En 1934, dans un article publié dans la revue Kol Chie Wa Al-Donia (le tout dans la vie), Sami Al-Chawa raconte son court séjour aux Etats-Unis : « Aux Etats-Unis, la plupart des gens considèrent l’Egypte comme un pays africain, loin de toute modernité. Ils pensent que tous les Egyptiens sortent la nuit, portant des djellabas et des tarbouches sur la tête. Ils étaient sidérés de m’entendre jouer des compositions orientales à la radio de New York. Ils ne s’y attendaient pas du tout ».

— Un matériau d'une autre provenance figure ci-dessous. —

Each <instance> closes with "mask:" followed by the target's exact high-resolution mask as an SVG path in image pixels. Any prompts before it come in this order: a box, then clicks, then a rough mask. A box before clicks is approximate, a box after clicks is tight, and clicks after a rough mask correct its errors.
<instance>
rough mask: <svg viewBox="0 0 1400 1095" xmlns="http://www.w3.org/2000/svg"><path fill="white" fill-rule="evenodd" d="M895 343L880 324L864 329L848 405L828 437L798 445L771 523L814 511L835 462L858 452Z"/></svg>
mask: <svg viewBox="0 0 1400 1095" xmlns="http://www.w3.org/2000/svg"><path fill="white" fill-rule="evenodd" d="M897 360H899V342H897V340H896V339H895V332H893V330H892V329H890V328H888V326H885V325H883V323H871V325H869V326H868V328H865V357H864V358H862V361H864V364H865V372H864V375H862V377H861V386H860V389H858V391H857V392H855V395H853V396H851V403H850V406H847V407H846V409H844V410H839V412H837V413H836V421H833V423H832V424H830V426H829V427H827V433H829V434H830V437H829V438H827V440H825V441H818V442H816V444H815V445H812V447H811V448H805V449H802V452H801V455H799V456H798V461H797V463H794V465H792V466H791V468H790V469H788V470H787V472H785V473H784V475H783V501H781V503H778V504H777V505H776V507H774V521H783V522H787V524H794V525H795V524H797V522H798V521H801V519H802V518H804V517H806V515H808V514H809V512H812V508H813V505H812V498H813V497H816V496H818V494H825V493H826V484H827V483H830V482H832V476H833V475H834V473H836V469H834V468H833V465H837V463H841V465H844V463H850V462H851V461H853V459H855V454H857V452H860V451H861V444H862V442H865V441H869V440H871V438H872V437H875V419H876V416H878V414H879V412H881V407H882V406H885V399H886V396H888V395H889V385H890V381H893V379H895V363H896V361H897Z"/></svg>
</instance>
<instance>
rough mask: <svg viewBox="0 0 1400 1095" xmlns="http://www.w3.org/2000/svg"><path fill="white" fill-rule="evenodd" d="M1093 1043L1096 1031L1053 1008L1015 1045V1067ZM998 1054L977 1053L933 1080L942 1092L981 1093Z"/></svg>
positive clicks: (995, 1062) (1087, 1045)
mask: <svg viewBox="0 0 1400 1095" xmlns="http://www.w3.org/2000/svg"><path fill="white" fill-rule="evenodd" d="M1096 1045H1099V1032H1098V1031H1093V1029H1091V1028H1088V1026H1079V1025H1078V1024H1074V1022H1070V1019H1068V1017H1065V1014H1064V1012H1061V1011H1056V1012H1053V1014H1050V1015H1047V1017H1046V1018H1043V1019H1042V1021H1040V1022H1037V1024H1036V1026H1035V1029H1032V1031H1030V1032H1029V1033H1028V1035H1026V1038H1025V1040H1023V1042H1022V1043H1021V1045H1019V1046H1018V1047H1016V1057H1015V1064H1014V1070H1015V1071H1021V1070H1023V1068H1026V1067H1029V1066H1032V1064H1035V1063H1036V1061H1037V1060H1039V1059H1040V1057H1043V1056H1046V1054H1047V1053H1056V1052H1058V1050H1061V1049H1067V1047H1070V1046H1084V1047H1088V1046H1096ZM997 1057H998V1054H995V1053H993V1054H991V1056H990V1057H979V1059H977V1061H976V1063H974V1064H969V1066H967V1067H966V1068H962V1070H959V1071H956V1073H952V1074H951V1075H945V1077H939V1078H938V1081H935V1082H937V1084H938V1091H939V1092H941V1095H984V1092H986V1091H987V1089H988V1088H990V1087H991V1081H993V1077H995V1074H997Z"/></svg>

Pour tracer le parcours de ce musicien surnommé « le prince du violon », il a fallu consulter plusieurs oeuvres sur l’histoire de la musique orientale, plusieurs journaux d’autrefois et les épisodes sur ses mémoires édités par le journaliste Akram Al-Qassas. Mais récemment, à l’anniversaire de sa mort, le 23 décembre dernier (il est mort en 1965), deux chercheurs arabes, Ahmad Al-Salhi et Moustapha Saïd, ont publié en arabe, aux éditions Al-Saqi, sa biographie détaillée : (Sami Al-Chawa, Amir Al-Kaman, Hayatoh Wa Amaloh) Sami Al-Chawa, le prince du violon, sa vie et son oeuvre. Une occasion de redécouvrir le répertoire d’Al-Chawa qui a légué, outre ses morceaux musicaux, deux ouvrages pédagogiques en arabe, pour mieux apprendre à jouer le violon oriental, à savoir : Apprendre le violon oriental (1921) et Les Règles artistiques en musique orientale et occidentale (1946).